* When I observe how early happiness handicaps people, I do not regret to have been deeply unhappy to begin with. There’s something romantic about falling.
* The world embarrasses me.
* I might as well not quit smoking after all. To star in a French film you must be smoking at all times; even when you are in a bath, in the hospital, or wondering through a warehouse full of dynamite. Cigarettes might be my big brake.
* Wednesdey: the sound of this off-key flute mixed up with heavy rain, and the so familiar and guilty smell of old cigarettes buds makes me think of J. I’ve never been with such an unstable person. I feel safer being next to a dying dog. It must be midnight somewhere. Not here.

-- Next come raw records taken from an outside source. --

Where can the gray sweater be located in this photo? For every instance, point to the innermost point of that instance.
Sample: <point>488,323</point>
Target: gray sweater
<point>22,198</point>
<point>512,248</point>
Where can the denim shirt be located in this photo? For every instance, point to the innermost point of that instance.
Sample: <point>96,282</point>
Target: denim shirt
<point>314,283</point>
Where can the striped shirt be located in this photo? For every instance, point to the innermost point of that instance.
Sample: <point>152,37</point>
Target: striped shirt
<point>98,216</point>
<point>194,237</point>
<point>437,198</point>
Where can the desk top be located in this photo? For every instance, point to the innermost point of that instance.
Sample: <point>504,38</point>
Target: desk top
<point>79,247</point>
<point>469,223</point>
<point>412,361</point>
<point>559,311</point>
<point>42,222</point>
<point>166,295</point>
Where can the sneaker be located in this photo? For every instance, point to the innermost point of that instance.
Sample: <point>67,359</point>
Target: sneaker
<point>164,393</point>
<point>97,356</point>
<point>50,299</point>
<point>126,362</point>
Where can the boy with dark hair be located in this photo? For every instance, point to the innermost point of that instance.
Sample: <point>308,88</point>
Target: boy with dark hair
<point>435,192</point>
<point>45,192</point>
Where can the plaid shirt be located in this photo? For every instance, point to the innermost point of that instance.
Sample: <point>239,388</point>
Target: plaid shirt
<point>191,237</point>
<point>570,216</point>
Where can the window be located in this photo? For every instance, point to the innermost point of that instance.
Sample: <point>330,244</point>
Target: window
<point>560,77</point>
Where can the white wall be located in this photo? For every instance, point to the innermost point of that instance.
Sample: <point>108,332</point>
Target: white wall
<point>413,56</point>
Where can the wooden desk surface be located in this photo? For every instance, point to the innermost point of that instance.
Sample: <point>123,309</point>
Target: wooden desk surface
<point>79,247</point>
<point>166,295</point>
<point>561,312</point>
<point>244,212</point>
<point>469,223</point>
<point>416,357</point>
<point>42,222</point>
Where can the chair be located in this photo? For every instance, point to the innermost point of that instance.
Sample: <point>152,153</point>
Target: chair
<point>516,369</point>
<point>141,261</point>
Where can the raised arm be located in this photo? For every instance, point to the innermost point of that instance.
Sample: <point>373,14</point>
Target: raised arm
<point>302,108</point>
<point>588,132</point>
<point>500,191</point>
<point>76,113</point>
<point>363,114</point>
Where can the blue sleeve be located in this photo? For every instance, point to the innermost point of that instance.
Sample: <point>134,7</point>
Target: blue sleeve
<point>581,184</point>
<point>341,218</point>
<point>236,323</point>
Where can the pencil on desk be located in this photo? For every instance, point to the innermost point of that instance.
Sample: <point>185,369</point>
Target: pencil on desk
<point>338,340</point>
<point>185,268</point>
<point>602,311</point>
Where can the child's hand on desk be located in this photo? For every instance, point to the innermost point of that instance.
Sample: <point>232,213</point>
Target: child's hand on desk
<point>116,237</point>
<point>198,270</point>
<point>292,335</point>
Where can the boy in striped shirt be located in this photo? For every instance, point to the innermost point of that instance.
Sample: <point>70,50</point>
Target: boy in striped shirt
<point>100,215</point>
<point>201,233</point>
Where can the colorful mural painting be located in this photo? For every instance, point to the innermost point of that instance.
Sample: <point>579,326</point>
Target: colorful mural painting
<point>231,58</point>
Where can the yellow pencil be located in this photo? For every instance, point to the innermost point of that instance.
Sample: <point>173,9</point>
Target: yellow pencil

* The wild me, the animal me. Me, in the ultime role: myself. What is myself? Myself is when I’m alone. Who claims the opposite is a liar. Myself is the animal me, the untrained me, the “me” that doesn’t have to act to accommodate social standards. The “physical” me. How do I walk when I’m alone in my apartment (my back is facing down more than usual, almost as if imitating a monkey). How do I dress, sit, eat, masturbate. How do I look when I’m eating? How’s my posture? I have an over-relaxed expression when I eat, read, sleep, pee. Idiot face. Monkey face. Idiot monkey face. Notice the plastic of your face in these moments of deep intimacy, and then compare it with your physical behaviour in social activities. I talk like a fucking anthropologist. An ACTRESS must have no mouth, no feet, no shoulders. Loose, loose. Hanging loose. Focus my thought on the partner, feeling it at the end of my fingers. It starts from the feet. Below the feet. It’s all in my feet.
* I find myself tormented by conflicting feelings. My heart is divided between two men and two cities. It’s like being in a damn ice-cream parlor.
* How many times do I say “I” per day? it’s so egocentric.
* My dad, a kind of bourgeois nudist communist, sent me off to strict catholic schools to let me know the enemy first-hand.
* I’m finding out that sincerity and to be simple or direct is often mistaken for stupidity. But since it is not a sincere world, it’s very probable that being sincere is stupid.
* Get an interest in broken people, as broken people are unbreakable. How to recognise them? They have sad-like abandoned puppy eyes.
* You don’t realise that people act (instinctively) much more than you do, because when you act, you’re fully aware of it. So, are they better actors than you? In day-to-day life? Real life is only what’s going on in your mind. Is it? So, are you the worse actress in the world, inside your mind? If that’s so, you must be the best one outside your body. Is it?
* Challenge: find a Parisian psychotherapist that doesn’t have pastis for breakfast.
* VOICE. Husky voice, nasal voice. Sweet and strong at the same time. Talk from your mind (sexy). Talk from your stomach (stupid).
* I will take my rightful place on the stage and I will be thyself. I am not a cosmic orphan. I have no reason to be timid. I will respond as I feel; awkwardly, vulgarly. But respond. I will have my throat open, I will have my heart open. I will be vulnerable. I will admit rejection, admit pain, admit frustration, admit even pettiness. The best and most human parts of me, are those I’ve inhabited and hidden from the world. I will work on it. I will raise my voice. I’ll be heard. Stop laughing inside.
* Acting is just making stuff up, but that’s okay. I’m going to have a special microphone placed in my coffin so that when I wake up in there, six feet under the ground, I’m going to say: “do it differently”.
* London is becoming like Monaco with bad weather. It’s depressing. The only thing that keeps me alive is the thought that I will be soon in Paris… But tonight, I’m stunned, amazed, absolutely blown away, looking at some portraits made by famous Belle Epoque artists. I’ve decided, if my life would be a portrait, it would be a Boldini one.
* My ex-boyfriends have been my best critics so far. That’s why they’re exes.
* I don’t excel at anything, but I’m good at everything.